Attention-seekers like Jones pop up all the time, but they aren't always successful in duping the media. The last media-savvy Jones who put the title "Reverend" in front of his name was Jim Jones, and we all know how that turned out: He managed back in 1978 to lead 900 followers to their deaths in a mass suicide in Guyana.

It's not that I don't believe that Terry Jones fully intended to consummate his hatred of Islam by burning 200 Qurans, until a wiser head warned him that such a move such would only serve to cause harm to Americans overseas. It's just that news isn't really news until it actually happens.

And for reporters to have spent endless days and nights covering an event that he said he was planning only served to drive further hatred of Islam and its 1 billion followers.

As a Muslim, I know that Islam is not a religion of violence or terror, but it gets a bad rap because of the heinous acts committed by a handful of fanatics who've distorted its truth.

But who besides Muslims, or religious scholars, will know about the beauty of Islam if they don't read the holy book that Jones threatened to burn?

In reality, Islam offers a prescription for life, which includes, among other tenets, praying to one God, Allah, five times a day, believing in his books (all three including the Quran, the Bible and the Torah), his angels and his prophets, giving to the poor and fasting during the holy month of Ramadan.

But fanatics have been using religion to commit their reigns of terror since the beginning of human civilization.

The European Crusades to the Holy Land were some of the most violent wars in history. The Pilgrims, who stole the land that we now call America from the natives who already lived here, left England to escape their own religious persecution, then committed horrific crimes against this country's indigenous people.

And for centuries after, their fellow English-speaking immigrants used Bibles and burned crosses to promote racism, slavery and the Ku Klux Klan.

Gov. Rendell got it right on Saturday when he joined with Muslim, Jewish and Christian clergy in front of Philadelphia's Independence Hall to "reaffirm America's commitment to religious tolerance."

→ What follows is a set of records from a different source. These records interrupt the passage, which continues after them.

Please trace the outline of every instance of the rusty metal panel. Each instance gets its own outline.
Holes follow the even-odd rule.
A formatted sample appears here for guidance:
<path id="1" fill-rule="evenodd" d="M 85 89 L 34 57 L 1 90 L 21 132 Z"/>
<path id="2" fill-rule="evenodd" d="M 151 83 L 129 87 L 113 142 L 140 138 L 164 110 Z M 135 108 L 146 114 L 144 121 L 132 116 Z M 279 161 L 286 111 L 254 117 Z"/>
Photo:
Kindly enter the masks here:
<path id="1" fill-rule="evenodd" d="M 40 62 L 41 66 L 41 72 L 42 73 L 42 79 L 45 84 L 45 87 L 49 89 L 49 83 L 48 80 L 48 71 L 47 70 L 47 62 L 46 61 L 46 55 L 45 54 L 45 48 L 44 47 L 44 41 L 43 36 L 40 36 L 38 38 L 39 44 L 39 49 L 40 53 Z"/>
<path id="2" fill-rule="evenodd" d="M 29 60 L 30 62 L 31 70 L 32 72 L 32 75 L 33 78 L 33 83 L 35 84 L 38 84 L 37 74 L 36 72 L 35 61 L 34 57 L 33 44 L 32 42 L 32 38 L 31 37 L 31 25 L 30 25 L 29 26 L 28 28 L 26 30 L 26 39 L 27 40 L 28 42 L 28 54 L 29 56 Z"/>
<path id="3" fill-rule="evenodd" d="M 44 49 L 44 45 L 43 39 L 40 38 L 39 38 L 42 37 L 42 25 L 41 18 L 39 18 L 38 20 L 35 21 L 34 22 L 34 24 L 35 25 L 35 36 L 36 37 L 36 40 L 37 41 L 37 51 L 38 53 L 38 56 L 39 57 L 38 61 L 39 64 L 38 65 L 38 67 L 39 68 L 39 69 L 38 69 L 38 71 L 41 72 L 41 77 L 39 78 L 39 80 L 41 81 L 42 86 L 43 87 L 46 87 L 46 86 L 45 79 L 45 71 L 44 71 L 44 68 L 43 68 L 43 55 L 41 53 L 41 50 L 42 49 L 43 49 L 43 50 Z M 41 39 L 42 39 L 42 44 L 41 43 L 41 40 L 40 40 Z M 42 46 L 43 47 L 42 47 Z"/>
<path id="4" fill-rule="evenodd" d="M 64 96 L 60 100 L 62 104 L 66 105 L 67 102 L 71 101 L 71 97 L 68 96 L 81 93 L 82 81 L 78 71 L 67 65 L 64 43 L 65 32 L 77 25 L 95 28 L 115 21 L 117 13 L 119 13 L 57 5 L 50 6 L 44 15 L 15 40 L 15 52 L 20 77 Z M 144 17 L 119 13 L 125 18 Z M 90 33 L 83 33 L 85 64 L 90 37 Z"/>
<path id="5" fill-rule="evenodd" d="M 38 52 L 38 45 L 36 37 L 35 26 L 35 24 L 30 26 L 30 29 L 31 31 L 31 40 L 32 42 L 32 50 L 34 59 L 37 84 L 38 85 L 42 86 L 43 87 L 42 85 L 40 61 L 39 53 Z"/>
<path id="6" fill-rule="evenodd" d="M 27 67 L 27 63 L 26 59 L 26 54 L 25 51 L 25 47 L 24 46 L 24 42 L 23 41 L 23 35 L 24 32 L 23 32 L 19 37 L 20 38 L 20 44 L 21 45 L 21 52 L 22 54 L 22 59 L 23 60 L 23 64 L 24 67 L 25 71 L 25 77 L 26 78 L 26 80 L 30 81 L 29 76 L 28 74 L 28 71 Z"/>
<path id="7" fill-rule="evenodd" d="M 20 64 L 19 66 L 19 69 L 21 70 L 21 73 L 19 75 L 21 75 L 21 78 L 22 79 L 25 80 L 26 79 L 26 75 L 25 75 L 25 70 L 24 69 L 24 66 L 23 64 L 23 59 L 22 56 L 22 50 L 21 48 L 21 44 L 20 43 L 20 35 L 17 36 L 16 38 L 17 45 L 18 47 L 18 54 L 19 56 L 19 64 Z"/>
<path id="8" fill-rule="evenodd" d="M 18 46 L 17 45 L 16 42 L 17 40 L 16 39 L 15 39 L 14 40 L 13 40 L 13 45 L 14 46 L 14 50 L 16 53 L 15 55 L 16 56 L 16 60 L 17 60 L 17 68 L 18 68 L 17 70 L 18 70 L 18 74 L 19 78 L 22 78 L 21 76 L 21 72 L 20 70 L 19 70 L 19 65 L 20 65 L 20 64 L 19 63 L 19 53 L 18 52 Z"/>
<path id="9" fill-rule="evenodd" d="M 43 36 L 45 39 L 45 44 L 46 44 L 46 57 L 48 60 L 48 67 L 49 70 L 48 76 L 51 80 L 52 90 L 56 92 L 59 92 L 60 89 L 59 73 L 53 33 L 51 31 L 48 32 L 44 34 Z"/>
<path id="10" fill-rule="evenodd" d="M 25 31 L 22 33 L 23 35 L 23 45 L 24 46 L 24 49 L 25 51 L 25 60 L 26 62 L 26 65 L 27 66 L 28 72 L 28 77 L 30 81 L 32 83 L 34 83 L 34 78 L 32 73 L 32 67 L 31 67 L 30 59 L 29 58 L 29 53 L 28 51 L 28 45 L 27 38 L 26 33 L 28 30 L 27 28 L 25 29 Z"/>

Speaking of the vulnerability that all of us face if we attack each other because of our religious beliefs, Rendell used the ninth anniversary of the horrific 9/11 terrorism attacks to highlight the similarities in the world's three major religions - which each believe in the oneness of God and kindness to humanity.

THE TRAGEDY of 9/11 is a wound that may never heal, and most God-fearing Muslims will continue to denounce the violent acts committed on that fateful day.

But we refuse to carry a rap that we aren't responsible for.

The media should know better than to fuel the hatred and bigotry that sometimes greets those who practice Islam. We should not be blindsided by false interpretations of the world's fastest-growing religion - which is committed to promoting peace by the vast majority of its practioners.

As one of Philadelphia's most brilliant journalists, Reginald Bryant (who died earlier this year), used to always say on the radio, all of us - but the media in particular - should always be "in pursuit of truth"!

Fatimah Ali is a regular contributor to the Daily News, and blogs about food at healthysoutherncomforts.com.